If not, does logic not have it's own drum software?
Failing that you could create your patterns and sort the structure, then export your drum tracks as separate mono wavs as if you'd recorded them live.
That, of course, means you'd be committed to the 'playing', but you could mix the drums in logic with the rest of your mix.
 
Can you get it to export each piece as an individual wav file? I'd do that, and then import each wav into your mixing program.
 
Yeah, you really want to be able to mix your drums with the rest of your mix. Mixing them alone, you have no setting to compare them in. Best thing is to find a way to get your drums (individually) into whatever DAW your using, and go from there.
 
EZ Drummer loops have had compression used on them already so are pretty much ready to go with no additional processing.
 
Logic does have a nice drummer kit, but after several weeks of messing around trying to use it as a step editor, I had to give up. It really wasn't made for that, so I had to go with something else.

Steenamaroo, what exactly do you mean by 'sorting the structure'?

VomitHatSteve, I'm pretty sure I could do that, but I imagine it would lead to literally dozens of WAV files, if I'm thinking about it correctly. I'd export the bass kick, snare, hitat separately for a specific beat, then do it again for a different beat....I guess that's what I'm trying to avoid, it seems like way too much work. Perhaps there's a middle ground. The drums don't sound bad at this point, I just keep reading about tailoring each piece with individual settings, and want to try it.

Thanks for the other repsonses. I'll definitely keep editing all sounds within Logic, and see what I can do with Ableton's exports.
 
Logic does have a nice drummer kit, but after several weeks of messing around trying to use it as a step editor, I had to give up.
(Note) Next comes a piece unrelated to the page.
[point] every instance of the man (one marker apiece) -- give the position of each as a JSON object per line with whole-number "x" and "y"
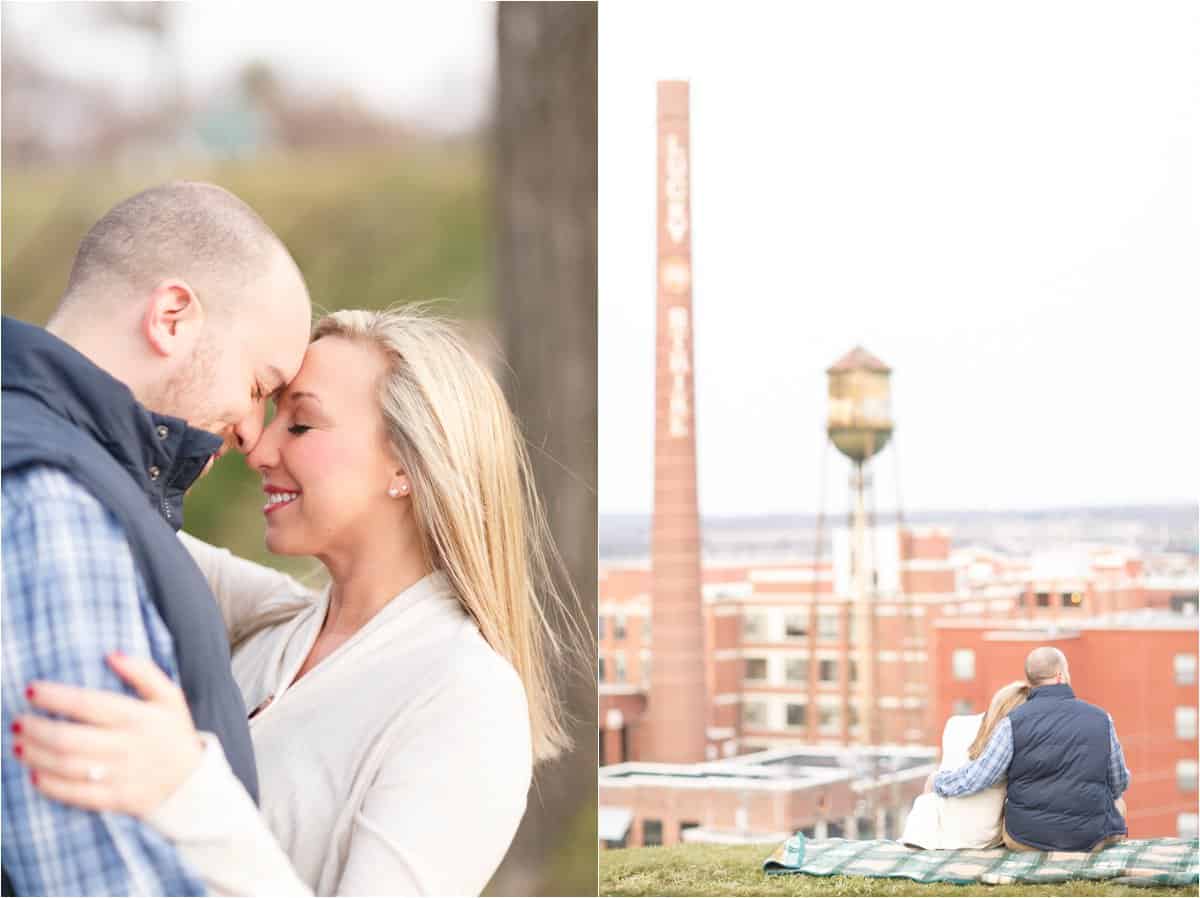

It really wasn't made for that, so I had to go with something else.

I use Logic's Drummer to create patterns, it seems so much easier than step editing plus you can always convert the track to midi and edit it. I do acknowledge that the included virtual drummers don't cover very many genres.

But what I really wanted to point out is that if you choose a Producer Kit from the instrument library you get a channel for each drum, sometimes two for kick and snare, plus overheads and room mics. Then you can mix away to your heart's content.

J
 
I use the drum instrument (Addictive / Steven Slate Digital 4) via my DAW (Reaper), as Steen suggested, and can thus do whatever the hell I want to whichever drum sound I need to whenever the hell I want to in the context of the entire mix.

Only way to fly... YMMV.
 
I use the drum instrument (Addictive / Steven Slate Digital 4) via my DAW (Reaper), as Steen suggested, and can thus do whatever the hell I want to whichever drum sound I need to whenever the hell I want to in the context of the entire mix.

Only way to fly... YMMV.

This ain't Facebook, but I 'LIKE' this! ^^^
 
Steenamaroo, what exactly do you mean by 'sorting the structure'?

I just mean write/create/build/play your drum track, then export the individual tracks as wavs.
I put emphasis on this because once the tracks are wavs, you cannot alter them as you can alter midi notation.
 
Actually in Ableton, if you go that way, you can create your own drum kit if you prefer, get all of your EQ, Compression, what every you need and build on drum rack. Then Map that to MIDI and you have a complete drum kit.

I use Superior Drummer, but if I wanted to design my own kit, all the tools Ableton has, no reason you can't get some good samples and build your own. Look up on youtube on how to build a instrument rack.